Taiwan Simulasi Perang Lawan China

Beijing menganggap Taiwan sebagai bagian dari wilayahnya, dan berjanji suatu hari akan merebut negara tersebut.

Manuver kapal perang angkatan laut Taiwan di Hualien, Taiwan, pada hari Rabu. Foto oleh Ritchie B. Tongo / EPA-EFE

Taipei, Jurnas.com - Tentara Taiwan menggelar simulasi melawan serangan China pada Kamis (16/7). Latihan selama lima hari ini bertujuan menguji strategi angkatan bersenjata Taiwan bila harus mengusir invasi dari China.

Sebagaimana diketahui, Beijing menganggap Taiwan sebagai bagian dari wilayahnya, dan berjanji suatu hari akan merebut negara tersebut.

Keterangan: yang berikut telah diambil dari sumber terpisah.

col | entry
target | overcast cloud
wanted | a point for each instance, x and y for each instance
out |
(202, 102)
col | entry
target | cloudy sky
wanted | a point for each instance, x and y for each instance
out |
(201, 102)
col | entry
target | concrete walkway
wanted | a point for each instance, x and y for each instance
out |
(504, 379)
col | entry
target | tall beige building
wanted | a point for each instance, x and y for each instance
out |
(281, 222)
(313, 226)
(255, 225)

Dalam kegiatan simulasi, jet tempur Taiwan, kapal perang, dan pasukan darat memukul mundur upaya musuh untuk mendarat di pantai pusat kota Taichung, dalam operasi yang melibatkan sekitar 8.000 anggota militer.

Presiden Taiwan Tsai Ing-wen menyaksikan latihan tersebut, kemudian mengatakan lewat akun Twitter resminya bahwa latihan itu "menunjukkan kepada dunia kemampuan pertahanan kita yang kuat dan tekad yang kuat untuk mempertahankan Taiwan".

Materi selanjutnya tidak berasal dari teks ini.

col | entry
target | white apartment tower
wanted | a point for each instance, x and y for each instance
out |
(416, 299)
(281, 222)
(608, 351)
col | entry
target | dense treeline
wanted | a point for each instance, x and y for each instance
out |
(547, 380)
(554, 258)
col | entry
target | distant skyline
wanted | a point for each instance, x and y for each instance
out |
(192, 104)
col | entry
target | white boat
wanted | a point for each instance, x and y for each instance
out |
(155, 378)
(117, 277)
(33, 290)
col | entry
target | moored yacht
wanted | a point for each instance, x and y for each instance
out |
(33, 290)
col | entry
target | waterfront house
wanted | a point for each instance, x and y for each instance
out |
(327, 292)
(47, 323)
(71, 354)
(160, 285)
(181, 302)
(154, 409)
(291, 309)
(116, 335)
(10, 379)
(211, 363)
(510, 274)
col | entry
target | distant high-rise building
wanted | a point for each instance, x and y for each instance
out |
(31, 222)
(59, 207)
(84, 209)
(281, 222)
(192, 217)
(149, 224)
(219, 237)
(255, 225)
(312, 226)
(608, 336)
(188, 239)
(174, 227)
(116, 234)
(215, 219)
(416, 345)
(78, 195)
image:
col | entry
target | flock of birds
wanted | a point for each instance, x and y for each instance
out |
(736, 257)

Dikutip dari AFP pada Kamis (16/7), Taipei telah hidup dengan ancaman invasi China sejak kedua belah pihak berpisah pada 1949 akibat perang saudara.

Dalam beberapa dekade terakhir, Taiwan semakin kalah jumlah dan kalah oleh Tentara Pembebasan Rakyat China yang sangat besar.

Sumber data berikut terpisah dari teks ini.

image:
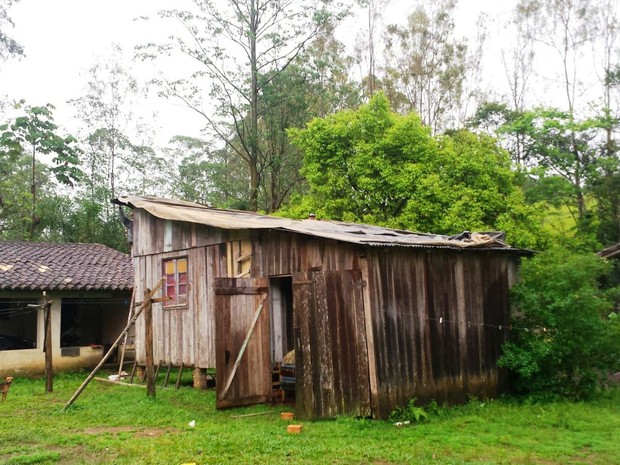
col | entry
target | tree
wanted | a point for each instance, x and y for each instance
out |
(366, 41)
(564, 331)
(113, 159)
(242, 46)
(35, 133)
(378, 167)
(426, 66)
(8, 45)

Beijing telah menumpuk tekanan militer, ekonomi dan diplomatik terhadap Taiwan sejak Tsai berkuasa pada 2016, karena ia menolak untuk mengakui sikapnya bahwa pulau itu adalah bagian dari "Satu Cina".

Tsai memenangkan pemilihan kembali pada Januari lalu, dalam apa yang dianggap sebagai teguran keras terhadap taktik kuat China terhadap pulau itu.

Tahun lalu, Presiden China Xi Jinping memberikan pidato khusus tentang Taiwan, memperingatkan penyatuannya "tidak terhindarkan".

Dalam beberapa bulan terakhir pesawat-pesawat tempur China mulai hilir-mudik di Taiwan dengan frekuensi yang belum pernah terjadi sebelumnya. China juga berulang kali melanggar zona pertahanan udara Taiwan.

Ketidakcocokan militer juga diperparah oleh meningkatnya kewaspadaan pemerintah Barat untuk menjual sistem senjata canggih kepada Taiwan, karena takut menimbulkan kemarahan Beijing.

Kondisi itu mendorong Taiwan untuk mengembangkan perangkat kerasnya sendiri, termasuk rudal canggih, kapal, dan jet baru.

Beberapa perangkat keras baru itu, termasuk rudal hipersonik permukaan-ke-udara yang dibuat secara lokal, digunakan selama latihan minggu ini.

Tetapi pendekatan China yang semakin berotot terhadap pulau itu juga telah memicu kerja sama internasional baru dengan Taiwan.

Di bawah Presiden Donald Trump, Amerika Serikat bersedia untuk menjual peralatan perang termasuk jet tempur F-16 dan peralatan perang lainnya.

Awal pekan ini, Beijing berjanji untuk menjatuhkan sanksi terhadap perusahaan pertahanan Lockheed Martin, sebagai tanggapan terhadap AS yang setuju untuk meningkatkan sistem rudal Patriot Taiwan.

Prancis juga membuat marah Beijing dengan menyetujui untuk meningkatkan sistem interferensi rudal terhadap kapal fregat, yang dibeli Taiwan pada 1990-an.

Washington tetap menjadi sekutu dan pemasok senjata tidak resmi terkemuka ke Taipei, meskipun mengalihkan pengakuan diplomatik ke Beijing pada 1979.